Background: Interdisciplinary rounds (IDR) have become widely implemented in hospital settings in recent years due to proposed positive impact on various outcome measures such as length of stay, frequency of adverse effects, patient and team satisfaction. However, subsequent studies and data are conflicting. A key contributing factor is the high variability of models that are found across health systems, some of which are likely more effective than others. In our own institution, IDR traditionally has been scheduled in the morning during physician rounds which has been met with varying response and unclear effect.

Purpose: While the verdict regarding the efficacy of IDR is still unclear, we seek to improve the process in general. By adding an additional brief afternoon session, we aim to ensure closed-loop communication throughout the day amongst team members in expectations of improving outcomes regarding early discharges as well as team member satisfaction.

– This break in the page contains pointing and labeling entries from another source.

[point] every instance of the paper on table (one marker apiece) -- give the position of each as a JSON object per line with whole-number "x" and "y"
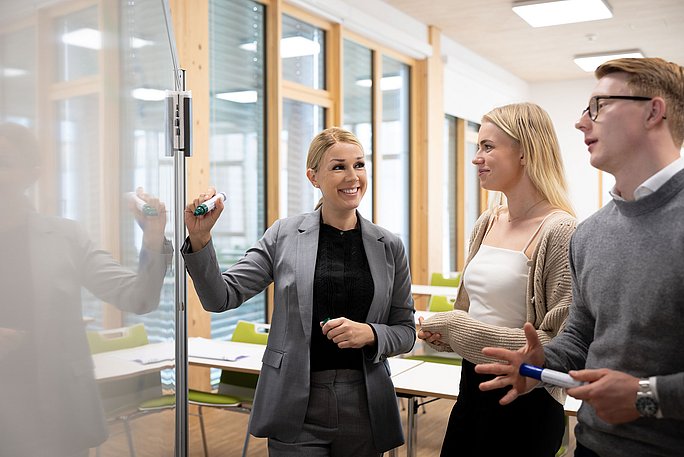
{"x": 211, "y": 349}
{"x": 150, "y": 353}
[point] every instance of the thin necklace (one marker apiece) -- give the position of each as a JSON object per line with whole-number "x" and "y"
{"x": 511, "y": 219}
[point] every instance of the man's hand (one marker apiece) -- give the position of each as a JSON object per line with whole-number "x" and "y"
{"x": 611, "y": 393}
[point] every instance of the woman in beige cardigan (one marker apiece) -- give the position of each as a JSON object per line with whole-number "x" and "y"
{"x": 517, "y": 271}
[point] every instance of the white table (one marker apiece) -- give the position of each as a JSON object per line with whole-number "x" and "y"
{"x": 419, "y": 289}
{"x": 437, "y": 380}
{"x": 121, "y": 364}
{"x": 413, "y": 379}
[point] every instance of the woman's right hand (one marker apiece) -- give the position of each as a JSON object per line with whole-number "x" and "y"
{"x": 199, "y": 227}
{"x": 429, "y": 337}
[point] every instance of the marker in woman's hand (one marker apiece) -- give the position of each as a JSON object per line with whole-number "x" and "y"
{"x": 210, "y": 204}
{"x": 549, "y": 376}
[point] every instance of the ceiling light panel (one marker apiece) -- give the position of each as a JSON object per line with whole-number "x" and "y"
{"x": 544, "y": 14}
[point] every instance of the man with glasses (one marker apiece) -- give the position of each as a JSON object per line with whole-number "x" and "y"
{"x": 623, "y": 337}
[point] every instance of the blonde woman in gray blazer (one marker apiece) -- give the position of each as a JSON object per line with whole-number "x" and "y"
{"x": 342, "y": 306}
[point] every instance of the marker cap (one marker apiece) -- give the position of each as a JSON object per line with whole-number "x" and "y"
{"x": 530, "y": 371}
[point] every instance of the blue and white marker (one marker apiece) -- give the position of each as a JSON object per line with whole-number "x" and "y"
{"x": 554, "y": 377}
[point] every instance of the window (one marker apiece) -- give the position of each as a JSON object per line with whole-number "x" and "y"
{"x": 237, "y": 143}
{"x": 394, "y": 146}
{"x": 358, "y": 109}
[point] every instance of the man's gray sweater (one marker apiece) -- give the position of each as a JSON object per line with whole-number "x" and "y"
{"x": 627, "y": 262}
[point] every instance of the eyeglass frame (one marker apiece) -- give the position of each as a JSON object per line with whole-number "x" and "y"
{"x": 595, "y": 99}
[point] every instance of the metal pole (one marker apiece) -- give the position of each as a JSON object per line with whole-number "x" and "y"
{"x": 179, "y": 129}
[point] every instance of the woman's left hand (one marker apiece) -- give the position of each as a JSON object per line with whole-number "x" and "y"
{"x": 346, "y": 333}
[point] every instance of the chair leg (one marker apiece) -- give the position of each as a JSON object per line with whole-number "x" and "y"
{"x": 129, "y": 436}
{"x": 246, "y": 444}
{"x": 203, "y": 432}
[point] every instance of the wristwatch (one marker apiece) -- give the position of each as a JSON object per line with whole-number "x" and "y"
{"x": 646, "y": 403}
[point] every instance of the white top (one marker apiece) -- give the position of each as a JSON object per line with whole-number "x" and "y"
{"x": 496, "y": 282}
{"x": 653, "y": 183}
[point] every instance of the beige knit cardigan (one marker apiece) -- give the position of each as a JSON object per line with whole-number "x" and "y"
{"x": 548, "y": 297}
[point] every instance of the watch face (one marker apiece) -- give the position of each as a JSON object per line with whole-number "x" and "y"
{"x": 647, "y": 406}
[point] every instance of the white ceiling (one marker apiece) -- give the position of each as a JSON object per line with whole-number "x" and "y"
{"x": 491, "y": 29}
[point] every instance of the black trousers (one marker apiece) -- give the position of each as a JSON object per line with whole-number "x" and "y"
{"x": 533, "y": 425}
{"x": 581, "y": 451}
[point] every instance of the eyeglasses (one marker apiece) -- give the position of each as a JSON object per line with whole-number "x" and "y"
{"x": 594, "y": 106}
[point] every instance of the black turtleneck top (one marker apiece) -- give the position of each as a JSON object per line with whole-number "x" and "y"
{"x": 343, "y": 287}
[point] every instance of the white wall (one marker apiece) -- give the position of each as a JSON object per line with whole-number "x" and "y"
{"x": 474, "y": 85}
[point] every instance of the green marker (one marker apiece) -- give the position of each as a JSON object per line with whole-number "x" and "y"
{"x": 209, "y": 205}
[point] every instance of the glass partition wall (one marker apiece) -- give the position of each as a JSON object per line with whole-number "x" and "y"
{"x": 87, "y": 193}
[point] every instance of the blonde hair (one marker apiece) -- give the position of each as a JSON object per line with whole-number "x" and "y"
{"x": 325, "y": 140}
{"x": 654, "y": 77}
{"x": 531, "y": 127}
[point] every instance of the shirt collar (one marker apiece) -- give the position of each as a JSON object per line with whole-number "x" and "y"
{"x": 653, "y": 183}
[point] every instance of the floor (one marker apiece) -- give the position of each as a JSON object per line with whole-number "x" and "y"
{"x": 153, "y": 434}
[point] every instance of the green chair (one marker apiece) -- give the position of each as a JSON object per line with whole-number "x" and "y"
{"x": 438, "y": 279}
{"x": 439, "y": 303}
{"x": 128, "y": 398}
{"x": 236, "y": 390}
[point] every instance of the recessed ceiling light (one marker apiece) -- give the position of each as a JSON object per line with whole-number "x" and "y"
{"x": 544, "y": 13}
{"x": 148, "y": 95}
{"x": 589, "y": 62}
{"x": 241, "y": 96}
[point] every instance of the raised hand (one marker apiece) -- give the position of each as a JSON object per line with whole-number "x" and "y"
{"x": 347, "y": 333}
{"x": 199, "y": 227}
{"x": 507, "y": 372}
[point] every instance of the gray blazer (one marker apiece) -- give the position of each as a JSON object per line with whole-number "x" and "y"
{"x": 65, "y": 402}
{"x": 286, "y": 256}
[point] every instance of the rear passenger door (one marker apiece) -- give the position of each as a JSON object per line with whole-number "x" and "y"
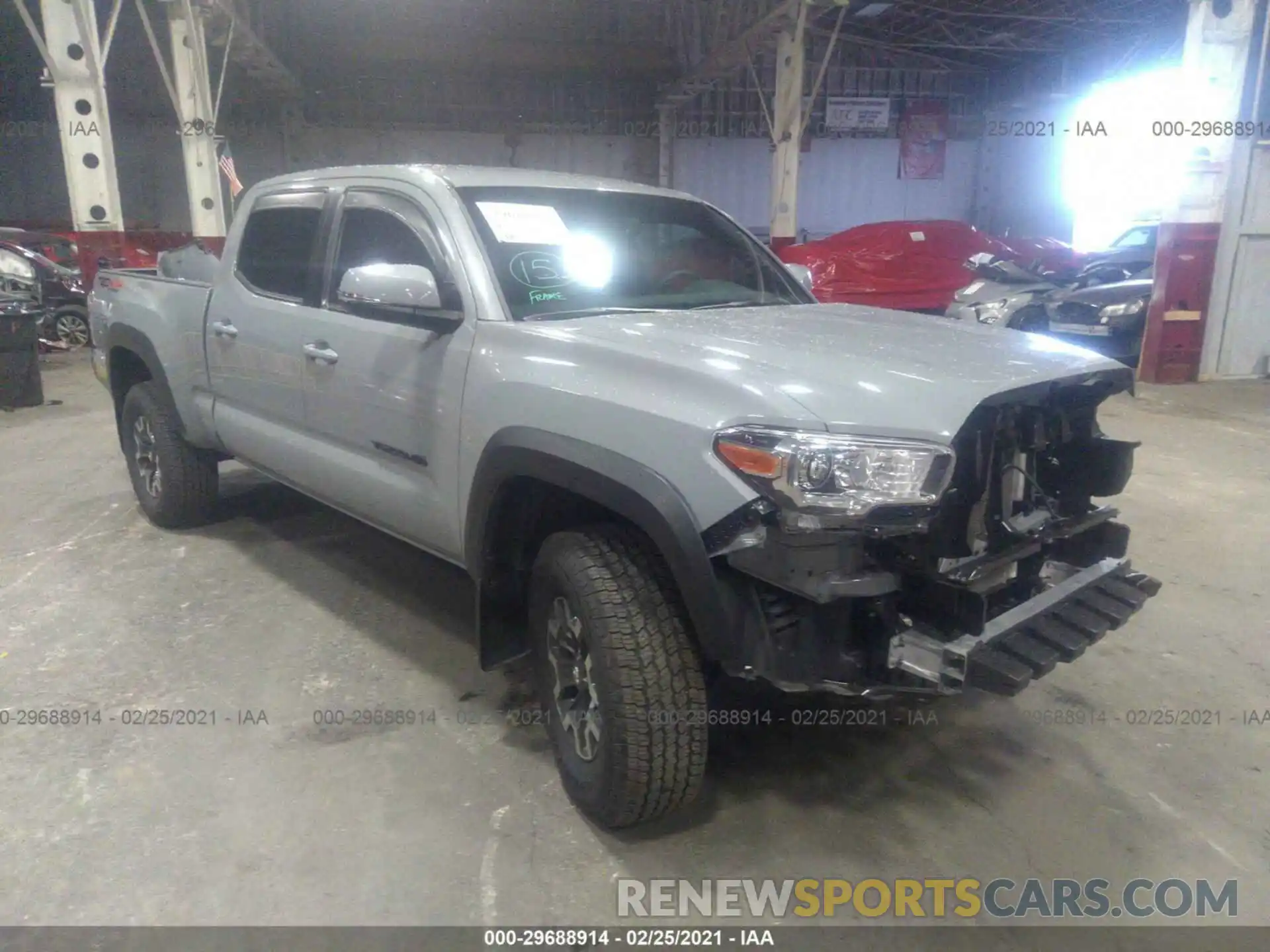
{"x": 384, "y": 393}
{"x": 254, "y": 331}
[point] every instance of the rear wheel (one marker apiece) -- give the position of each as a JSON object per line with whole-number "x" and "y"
{"x": 175, "y": 483}
{"x": 619, "y": 677}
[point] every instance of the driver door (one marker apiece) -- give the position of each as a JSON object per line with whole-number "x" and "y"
{"x": 382, "y": 394}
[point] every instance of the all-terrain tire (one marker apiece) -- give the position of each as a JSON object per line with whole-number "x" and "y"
{"x": 189, "y": 477}
{"x": 652, "y": 754}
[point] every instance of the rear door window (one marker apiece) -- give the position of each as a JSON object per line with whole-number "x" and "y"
{"x": 276, "y": 255}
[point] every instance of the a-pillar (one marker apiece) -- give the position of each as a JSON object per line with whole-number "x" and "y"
{"x": 196, "y": 106}
{"x": 1214, "y": 59}
{"x": 786, "y": 135}
{"x": 83, "y": 118}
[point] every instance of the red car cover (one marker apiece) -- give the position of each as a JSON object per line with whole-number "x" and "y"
{"x": 907, "y": 266}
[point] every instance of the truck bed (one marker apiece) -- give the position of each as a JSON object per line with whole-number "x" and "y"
{"x": 167, "y": 313}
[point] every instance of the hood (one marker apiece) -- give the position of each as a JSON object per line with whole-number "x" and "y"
{"x": 1103, "y": 295}
{"x": 984, "y": 290}
{"x": 853, "y": 368}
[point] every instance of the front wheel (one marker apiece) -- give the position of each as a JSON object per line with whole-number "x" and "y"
{"x": 175, "y": 483}
{"x": 619, "y": 678}
{"x": 70, "y": 327}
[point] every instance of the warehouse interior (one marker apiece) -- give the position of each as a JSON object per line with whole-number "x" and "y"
{"x": 853, "y": 138}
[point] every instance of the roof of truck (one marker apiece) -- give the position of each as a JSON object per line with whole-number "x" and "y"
{"x": 476, "y": 175}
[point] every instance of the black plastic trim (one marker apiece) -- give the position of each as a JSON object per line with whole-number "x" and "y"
{"x": 127, "y": 338}
{"x": 611, "y": 480}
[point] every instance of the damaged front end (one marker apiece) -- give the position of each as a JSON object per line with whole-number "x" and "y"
{"x": 880, "y": 568}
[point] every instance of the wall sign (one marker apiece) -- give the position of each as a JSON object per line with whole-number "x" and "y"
{"x": 850, "y": 114}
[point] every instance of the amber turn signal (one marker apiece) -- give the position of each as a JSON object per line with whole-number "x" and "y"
{"x": 751, "y": 461}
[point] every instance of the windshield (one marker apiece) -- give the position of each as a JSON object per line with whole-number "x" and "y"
{"x": 1136, "y": 238}
{"x": 573, "y": 252}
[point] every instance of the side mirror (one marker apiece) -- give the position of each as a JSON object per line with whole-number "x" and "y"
{"x": 802, "y": 274}
{"x": 407, "y": 290}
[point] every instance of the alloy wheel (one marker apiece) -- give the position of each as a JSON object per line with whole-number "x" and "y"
{"x": 71, "y": 329}
{"x": 577, "y": 699}
{"x": 146, "y": 456}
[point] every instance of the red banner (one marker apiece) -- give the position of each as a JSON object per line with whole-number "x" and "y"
{"x": 923, "y": 131}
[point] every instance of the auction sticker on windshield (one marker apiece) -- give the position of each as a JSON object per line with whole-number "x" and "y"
{"x": 515, "y": 223}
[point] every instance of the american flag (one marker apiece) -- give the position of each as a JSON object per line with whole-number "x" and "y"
{"x": 226, "y": 163}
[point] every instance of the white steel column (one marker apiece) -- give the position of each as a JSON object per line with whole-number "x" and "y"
{"x": 196, "y": 114}
{"x": 666, "y": 146}
{"x": 788, "y": 131}
{"x": 75, "y": 61}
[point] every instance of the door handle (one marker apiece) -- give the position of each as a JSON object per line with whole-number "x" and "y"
{"x": 318, "y": 350}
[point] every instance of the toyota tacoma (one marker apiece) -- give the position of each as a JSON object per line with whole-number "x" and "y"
{"x": 659, "y": 460}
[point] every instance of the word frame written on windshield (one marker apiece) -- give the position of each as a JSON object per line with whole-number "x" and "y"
{"x": 579, "y": 252}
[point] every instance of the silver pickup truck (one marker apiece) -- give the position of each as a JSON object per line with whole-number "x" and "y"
{"x": 661, "y": 461}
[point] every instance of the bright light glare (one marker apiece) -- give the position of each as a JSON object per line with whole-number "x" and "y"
{"x": 588, "y": 260}
{"x": 1132, "y": 173}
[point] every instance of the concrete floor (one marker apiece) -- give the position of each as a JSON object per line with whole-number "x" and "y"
{"x": 287, "y": 607}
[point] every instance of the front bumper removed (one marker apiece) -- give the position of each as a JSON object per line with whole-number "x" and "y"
{"x": 1027, "y": 641}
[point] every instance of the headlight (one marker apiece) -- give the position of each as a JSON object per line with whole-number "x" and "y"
{"x": 1122, "y": 310}
{"x": 994, "y": 311}
{"x": 839, "y": 477}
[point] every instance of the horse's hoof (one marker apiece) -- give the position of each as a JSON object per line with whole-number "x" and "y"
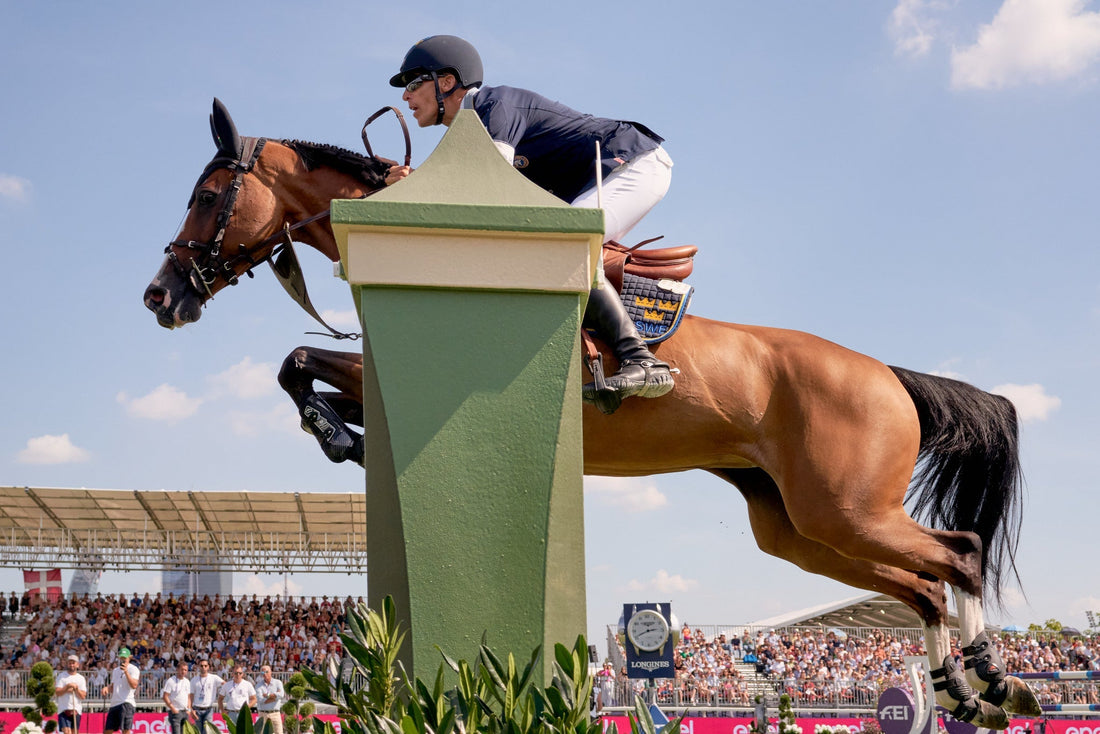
{"x": 1021, "y": 699}
{"x": 990, "y": 716}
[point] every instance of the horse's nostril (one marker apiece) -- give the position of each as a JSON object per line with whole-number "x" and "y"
{"x": 154, "y": 295}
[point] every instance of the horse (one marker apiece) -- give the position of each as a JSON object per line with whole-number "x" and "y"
{"x": 824, "y": 444}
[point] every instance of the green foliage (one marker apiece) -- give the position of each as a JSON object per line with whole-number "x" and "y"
{"x": 297, "y": 716}
{"x": 493, "y": 694}
{"x": 41, "y": 686}
{"x": 787, "y": 722}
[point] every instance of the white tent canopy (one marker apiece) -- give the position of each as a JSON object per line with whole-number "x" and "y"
{"x": 129, "y": 529}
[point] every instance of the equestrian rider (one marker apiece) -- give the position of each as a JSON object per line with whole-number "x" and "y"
{"x": 556, "y": 148}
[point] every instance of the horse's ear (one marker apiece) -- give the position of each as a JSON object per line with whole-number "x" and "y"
{"x": 223, "y": 131}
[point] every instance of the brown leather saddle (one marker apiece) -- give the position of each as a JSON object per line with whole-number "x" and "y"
{"x": 672, "y": 263}
{"x": 650, "y": 284}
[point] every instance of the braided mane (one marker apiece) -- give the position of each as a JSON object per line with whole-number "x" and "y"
{"x": 371, "y": 171}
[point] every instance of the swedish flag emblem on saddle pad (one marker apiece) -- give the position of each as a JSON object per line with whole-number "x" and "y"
{"x": 656, "y": 307}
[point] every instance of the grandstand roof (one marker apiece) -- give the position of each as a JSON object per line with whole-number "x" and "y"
{"x": 866, "y": 611}
{"x": 130, "y": 529}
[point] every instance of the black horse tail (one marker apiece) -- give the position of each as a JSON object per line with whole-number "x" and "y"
{"x": 968, "y": 474}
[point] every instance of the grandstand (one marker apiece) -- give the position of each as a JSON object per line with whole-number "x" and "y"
{"x": 831, "y": 659}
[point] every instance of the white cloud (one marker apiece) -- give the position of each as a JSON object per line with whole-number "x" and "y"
{"x": 14, "y": 188}
{"x": 1031, "y": 401}
{"x": 282, "y": 418}
{"x": 663, "y": 583}
{"x": 912, "y": 26}
{"x": 52, "y": 450}
{"x": 254, "y": 584}
{"x": 164, "y": 403}
{"x": 1029, "y": 41}
{"x": 345, "y": 319}
{"x": 628, "y": 494}
{"x": 244, "y": 380}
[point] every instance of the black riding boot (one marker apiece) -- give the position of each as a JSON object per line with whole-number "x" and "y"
{"x": 639, "y": 373}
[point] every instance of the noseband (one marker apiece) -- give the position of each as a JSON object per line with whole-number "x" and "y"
{"x": 209, "y": 264}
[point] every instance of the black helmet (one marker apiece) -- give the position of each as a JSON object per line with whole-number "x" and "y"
{"x": 437, "y": 53}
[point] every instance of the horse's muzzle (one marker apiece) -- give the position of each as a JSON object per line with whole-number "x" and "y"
{"x": 158, "y": 300}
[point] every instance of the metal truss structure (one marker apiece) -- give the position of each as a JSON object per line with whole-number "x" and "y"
{"x": 140, "y": 530}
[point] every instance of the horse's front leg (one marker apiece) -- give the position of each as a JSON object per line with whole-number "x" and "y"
{"x": 985, "y": 670}
{"x": 327, "y": 415}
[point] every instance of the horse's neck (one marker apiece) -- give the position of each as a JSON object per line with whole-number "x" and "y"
{"x": 310, "y": 194}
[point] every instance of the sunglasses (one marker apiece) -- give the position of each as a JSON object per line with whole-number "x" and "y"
{"x": 415, "y": 84}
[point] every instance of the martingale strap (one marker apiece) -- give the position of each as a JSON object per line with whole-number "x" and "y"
{"x": 656, "y": 307}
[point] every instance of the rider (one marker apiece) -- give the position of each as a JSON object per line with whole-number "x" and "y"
{"x": 556, "y": 148}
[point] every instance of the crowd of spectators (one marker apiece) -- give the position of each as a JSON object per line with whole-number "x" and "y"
{"x": 815, "y": 667}
{"x": 163, "y": 631}
{"x": 838, "y": 668}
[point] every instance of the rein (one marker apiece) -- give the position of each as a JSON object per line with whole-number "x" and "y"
{"x": 209, "y": 264}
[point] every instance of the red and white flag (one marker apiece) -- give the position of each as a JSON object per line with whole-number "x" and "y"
{"x": 44, "y": 582}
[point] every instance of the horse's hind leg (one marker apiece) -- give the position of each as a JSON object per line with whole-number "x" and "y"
{"x": 985, "y": 670}
{"x": 327, "y": 415}
{"x": 778, "y": 536}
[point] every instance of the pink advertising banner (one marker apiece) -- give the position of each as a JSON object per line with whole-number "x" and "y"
{"x": 144, "y": 723}
{"x": 740, "y": 725}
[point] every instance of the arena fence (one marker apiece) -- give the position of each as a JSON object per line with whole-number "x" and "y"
{"x": 147, "y": 696}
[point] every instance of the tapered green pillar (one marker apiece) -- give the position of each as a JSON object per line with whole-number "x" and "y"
{"x": 471, "y": 283}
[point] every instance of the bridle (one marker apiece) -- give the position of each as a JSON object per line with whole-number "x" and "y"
{"x": 210, "y": 264}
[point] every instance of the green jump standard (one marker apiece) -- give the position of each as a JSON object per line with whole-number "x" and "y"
{"x": 471, "y": 284}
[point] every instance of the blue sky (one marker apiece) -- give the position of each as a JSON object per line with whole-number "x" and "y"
{"x": 916, "y": 181}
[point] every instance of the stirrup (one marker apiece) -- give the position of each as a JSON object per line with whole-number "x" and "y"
{"x": 657, "y": 379}
{"x": 598, "y": 393}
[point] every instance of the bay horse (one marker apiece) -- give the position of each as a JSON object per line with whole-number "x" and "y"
{"x": 824, "y": 444}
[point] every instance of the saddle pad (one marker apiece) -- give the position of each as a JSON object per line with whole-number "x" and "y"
{"x": 656, "y": 307}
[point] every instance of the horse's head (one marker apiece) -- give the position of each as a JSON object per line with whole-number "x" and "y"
{"x": 228, "y": 229}
{"x": 249, "y": 199}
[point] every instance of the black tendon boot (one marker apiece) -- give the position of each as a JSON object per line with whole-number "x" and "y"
{"x": 337, "y": 440}
{"x": 639, "y": 373}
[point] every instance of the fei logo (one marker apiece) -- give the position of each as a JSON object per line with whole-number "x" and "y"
{"x": 895, "y": 711}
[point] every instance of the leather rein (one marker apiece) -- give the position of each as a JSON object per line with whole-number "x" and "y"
{"x": 210, "y": 264}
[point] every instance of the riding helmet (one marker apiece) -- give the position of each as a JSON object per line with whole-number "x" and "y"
{"x": 438, "y": 53}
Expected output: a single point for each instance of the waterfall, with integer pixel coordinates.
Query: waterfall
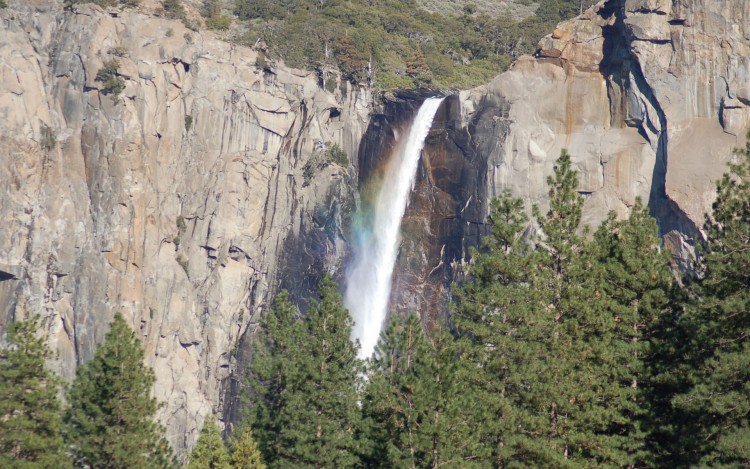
(368, 281)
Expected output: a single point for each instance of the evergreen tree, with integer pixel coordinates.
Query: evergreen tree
(209, 451)
(312, 419)
(109, 422)
(622, 289)
(559, 249)
(245, 451)
(30, 426)
(270, 373)
(500, 319)
(414, 407)
(712, 414)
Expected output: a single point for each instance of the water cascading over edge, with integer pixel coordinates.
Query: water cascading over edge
(368, 281)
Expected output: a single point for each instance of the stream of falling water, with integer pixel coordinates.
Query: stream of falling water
(368, 281)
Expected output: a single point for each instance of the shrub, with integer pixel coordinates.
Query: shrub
(118, 51)
(49, 138)
(109, 76)
(173, 9)
(334, 154)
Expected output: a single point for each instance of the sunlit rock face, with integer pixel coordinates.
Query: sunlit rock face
(649, 98)
(186, 206)
(172, 204)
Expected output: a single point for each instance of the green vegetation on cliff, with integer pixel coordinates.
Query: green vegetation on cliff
(30, 423)
(109, 421)
(563, 349)
(395, 43)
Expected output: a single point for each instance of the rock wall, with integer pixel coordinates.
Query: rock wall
(171, 203)
(649, 97)
(184, 203)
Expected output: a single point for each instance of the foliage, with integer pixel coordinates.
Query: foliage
(109, 422)
(209, 451)
(109, 76)
(106, 3)
(245, 452)
(305, 375)
(173, 9)
(566, 327)
(334, 154)
(414, 406)
(218, 23)
(214, 19)
(30, 425)
(375, 41)
(118, 51)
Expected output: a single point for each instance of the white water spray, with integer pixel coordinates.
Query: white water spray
(368, 283)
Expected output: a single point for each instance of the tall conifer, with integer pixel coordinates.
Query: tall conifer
(414, 405)
(500, 320)
(622, 289)
(311, 422)
(110, 419)
(30, 424)
(210, 451)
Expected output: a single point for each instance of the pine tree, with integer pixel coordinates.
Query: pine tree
(270, 372)
(209, 451)
(501, 321)
(559, 249)
(30, 424)
(313, 370)
(621, 291)
(109, 422)
(712, 413)
(245, 451)
(414, 408)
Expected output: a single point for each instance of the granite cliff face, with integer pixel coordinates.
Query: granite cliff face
(185, 203)
(172, 203)
(649, 97)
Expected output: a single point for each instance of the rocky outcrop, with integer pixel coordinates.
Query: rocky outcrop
(187, 201)
(171, 203)
(647, 95)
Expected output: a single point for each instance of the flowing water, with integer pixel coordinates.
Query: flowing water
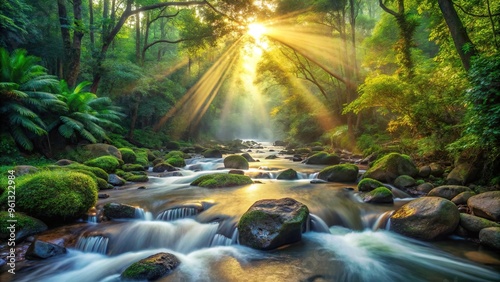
(346, 239)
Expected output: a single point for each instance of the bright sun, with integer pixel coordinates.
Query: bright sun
(256, 30)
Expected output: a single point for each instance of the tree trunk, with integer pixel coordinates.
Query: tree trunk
(463, 44)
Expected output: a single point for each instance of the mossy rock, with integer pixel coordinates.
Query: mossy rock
(137, 178)
(236, 161)
(176, 161)
(151, 268)
(128, 155)
(323, 158)
(339, 173)
(289, 174)
(25, 226)
(57, 195)
(221, 180)
(107, 163)
(389, 167)
(379, 195)
(368, 184)
(212, 153)
(132, 167)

Description: In the four weeks prior to the intervention, IDR proceeded normally on our two dedicated house staff units. From 11 AM to noon the senior resident and attending physician of each team met with the case managers, social workers and nurse managers for IDR. During this time, each team discussed the overall discharge/treatment plan of each patient with a focus on potential discharges of the day and barriers to discharge. We then instituted a four-week trial of additional mini afternoon IDR sessions on one of the two units. In the intervention group, from 3 PM to 3:30 PM, the senior resident of each team touched base with the interdisciplinary team regarding patients of their own discretion with the aim to specifically follow up on active patients/cases such as patients that were identified in the morning as a potential discharge for that day or over the next one to two days.
Our primary outcome was the percentage of patients discharged before noon. On the unit with the intervention, discharges before noon increased from 5.96% to 10.32%. For the same period, the percentage of discharges before noon on the unit without intervention went from 9.7% to 4.79%. Of note, in the intervention period, the unit with the additional afternoon session had twice as many before noon discharges in those four weeks as compared to the unit without the intervention.

Our secondary outcomes included satisfaction among team members involved as measured by a post intervention survey. These results were more mixed. Regarding the perceived effects on team communication, 28.57% of respondents believed that additional afternoon IDR improved communication while 57.15% did not agree. Regarding the perceived effects on patient care, 21.43% believed the intervention improved patient care while 57.15% did not agree. Overall, 78.57% did not feel that an additional afternoon IDR session improved the process overall and 76.92% believed that afternoon IDR should not be implemented in the future.

Conclusions: While subjective response to our study was overall negative, the objective data yielded some interesting positive results. We recognize that there are many confounding and limiting factors to this study, including its small size and short duration, but the positive objective findings suggest that future studies that are larger in scale and longer in duration may help elucidate the impact of additional afternoon IDR. We also recognize that constructing and implementing future renditions of IDR can only be successful with the input of all those involved.